Luna New Moon, Ian McDonald

Commentaires

Vert a dit…
Vivement qu'il arrive en français alors ! (par contre il est en plusieurs tomes ?)
Gromovar a dit…
Il y aura deux tomes.
Raven a dit…
Ça va que j'ai un paquet d'autres choses de l'auteur à lire, ça me fera patienter avant de me lancer dans cette aventure et en ayant le second tome dispo immédiatement si tout va bien ! :)
Gromovar a dit…
Faudra que tu ais un gros paquet quand même ;)
Baroona a dit…
Du pur Ian McDonald donc, mais délocalisé.
Tu en parles tellement bien que j'ai envie de le lire, même si je sais que ça sera difficile par moment.
Gromovar a dit…
Vas-y. Ce qui est parfois difficile, c'est pas le vocabulaire ici (pas vraiment de néologismes) mais les changements abrupts de point de vue, de lieu, et de protagonistes. Donc ça serait déroutant en français aussi.
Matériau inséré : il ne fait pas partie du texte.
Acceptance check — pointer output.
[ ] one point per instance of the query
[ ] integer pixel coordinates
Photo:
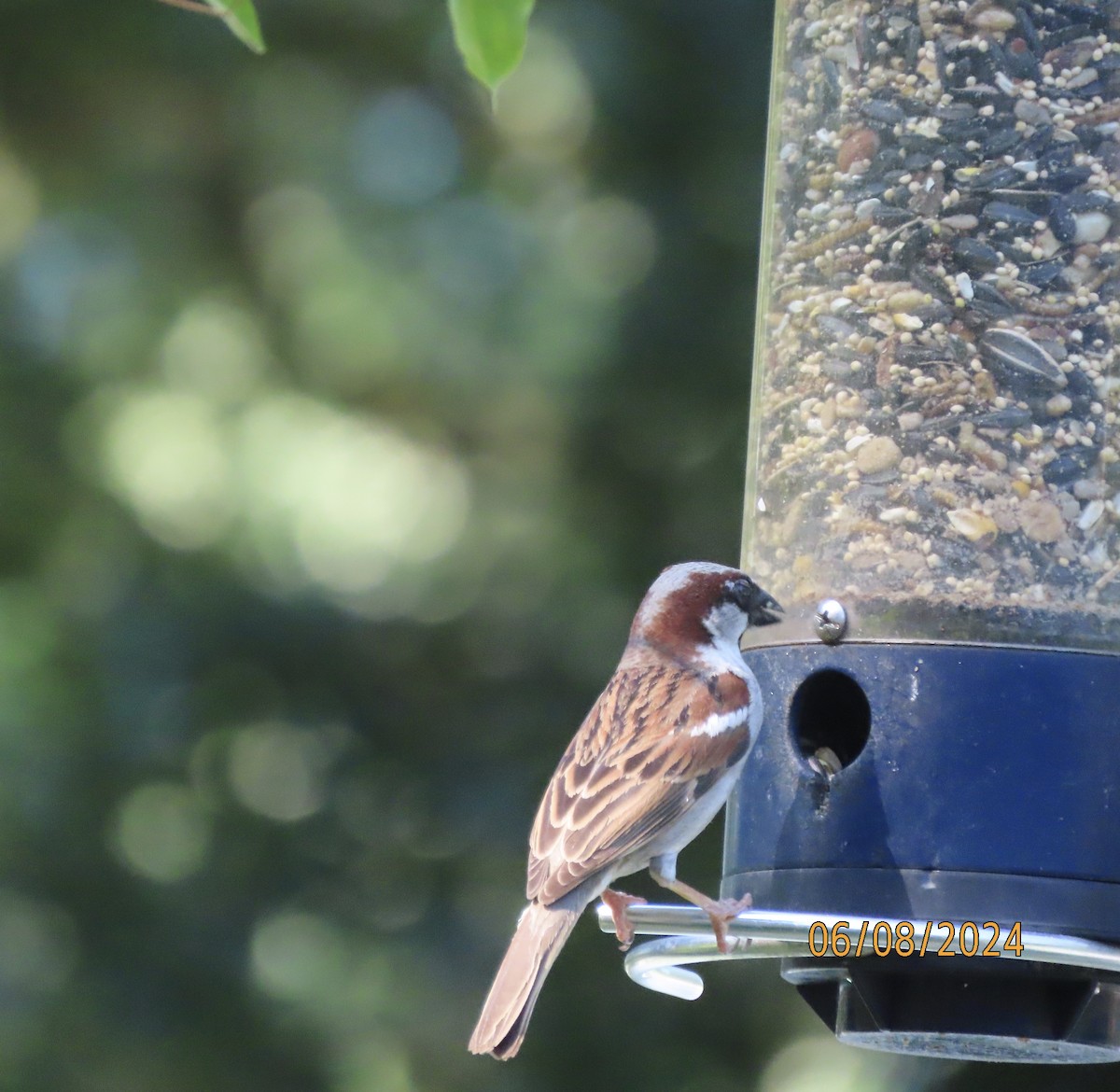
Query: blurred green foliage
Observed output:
(342, 425)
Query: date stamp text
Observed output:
(840, 939)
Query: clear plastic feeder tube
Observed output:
(934, 431)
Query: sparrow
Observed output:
(651, 766)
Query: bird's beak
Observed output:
(763, 609)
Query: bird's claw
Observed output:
(721, 913)
(619, 903)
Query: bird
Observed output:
(652, 764)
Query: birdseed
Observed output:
(936, 390)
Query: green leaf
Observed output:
(241, 18)
(491, 36)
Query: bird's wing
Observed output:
(653, 743)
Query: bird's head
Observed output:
(697, 604)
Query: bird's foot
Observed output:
(619, 903)
(721, 913)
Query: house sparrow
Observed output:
(650, 767)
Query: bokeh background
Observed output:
(342, 425)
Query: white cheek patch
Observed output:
(720, 722)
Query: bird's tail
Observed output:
(540, 935)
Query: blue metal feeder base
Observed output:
(932, 783)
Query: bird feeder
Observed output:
(930, 821)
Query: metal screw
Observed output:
(830, 623)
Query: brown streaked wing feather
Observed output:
(620, 785)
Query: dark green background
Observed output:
(341, 429)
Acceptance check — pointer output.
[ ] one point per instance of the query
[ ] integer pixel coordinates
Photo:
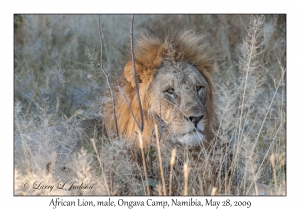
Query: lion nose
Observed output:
(195, 120)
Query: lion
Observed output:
(173, 69)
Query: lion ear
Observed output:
(128, 72)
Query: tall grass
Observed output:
(57, 55)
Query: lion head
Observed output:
(176, 90)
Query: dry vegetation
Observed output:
(58, 80)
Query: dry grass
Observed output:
(56, 55)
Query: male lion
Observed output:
(176, 91)
(174, 73)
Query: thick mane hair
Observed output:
(151, 48)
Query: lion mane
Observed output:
(151, 49)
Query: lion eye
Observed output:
(198, 87)
(170, 90)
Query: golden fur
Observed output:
(151, 49)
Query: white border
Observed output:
(227, 7)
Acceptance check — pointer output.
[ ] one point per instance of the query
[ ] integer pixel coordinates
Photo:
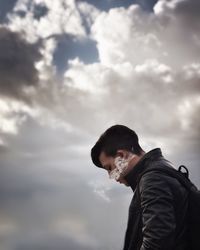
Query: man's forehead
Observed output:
(103, 157)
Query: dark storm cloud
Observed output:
(17, 59)
(5, 7)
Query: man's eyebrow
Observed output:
(107, 167)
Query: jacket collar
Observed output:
(141, 166)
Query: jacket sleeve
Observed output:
(158, 215)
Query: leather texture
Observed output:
(157, 213)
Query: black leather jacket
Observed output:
(157, 213)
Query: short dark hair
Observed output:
(115, 138)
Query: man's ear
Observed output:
(122, 153)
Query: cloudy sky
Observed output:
(68, 70)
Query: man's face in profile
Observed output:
(109, 164)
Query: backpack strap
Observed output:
(182, 177)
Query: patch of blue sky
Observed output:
(70, 48)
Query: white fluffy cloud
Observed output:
(147, 77)
(61, 17)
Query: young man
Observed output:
(157, 213)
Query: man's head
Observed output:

Pas spécifique à la VO.
Tigger Lilly a dit…
Hâte qu'il sorte en français aussi *_*
Gromovar a dit…
Cross fingers !
Lorhkan a dit…
Pas mieux que mes camarades : traduction please ! :)
Gromovar a dit…
Ca discute en coulisses ;)
Cedric Jeanneret a dit…
Je dois dire que j'ai été frappé par les parallèles avec Dune : les duels au couteau, les familles (maisons nobles) qui s'affronte sous le regard de l'aigle de la lune, les Vorontsov dans le rôle de la Guilde et la Santeria dans le rôle des Bene Gesserit, les trois augustes dans le rôle des machines pensantes....

Je serais curieux de savoir a quel point ses ressemblances sont voulues par l'auteur et à quel point il s'agit de coïncidences ou d'éléments inconscients....
Gromovar a dit…
J'ignore aussi à quel point c'est volontaire.
Cedric Jeanneret a dit…
Ce commentaire a été supprimé par l'auteur.
Cedric Jeanneret a dit…
réponse de l'auteur à ma question sur twitter : "as gratuitous as the steals from the Godfather"
Gilles Dumay a dit…
Pour info :
http://lunesdencre.eklablog.com/luna-new-moon-ian-mcdonald-a125780222
GD
Gromovar a dit…
MUHAHAHAHAHAHA !!!

Champagne !
yoros a dit…
Excellente critique. Une première lecture de sa parution en en français chez Denoël :
http://fictionaute.over-blog.com/2017/02/ian-mcdonald-luna-tome-1-nouvelle-lune.html
;)
Anonyme a dit…
@Yoros : la première critique de la VF est parue la semaine dernière dans Télérama http://www.telerama.fr/livres/luna-nouvelle-lune,154960.php
Gromovar a dit…
Ben, il s'est pas fatigué Hubert Prolongeau dans Télérama. J'espère qu'il n'est pas payé pour ça.
Superbe critique, tu as bien synthétisé le roman, sans trop en dire sur l'intrigue.

Bien vu la référence à Dune.
Gromovar a dit…
Content qu'il soit maintenant disponible en français.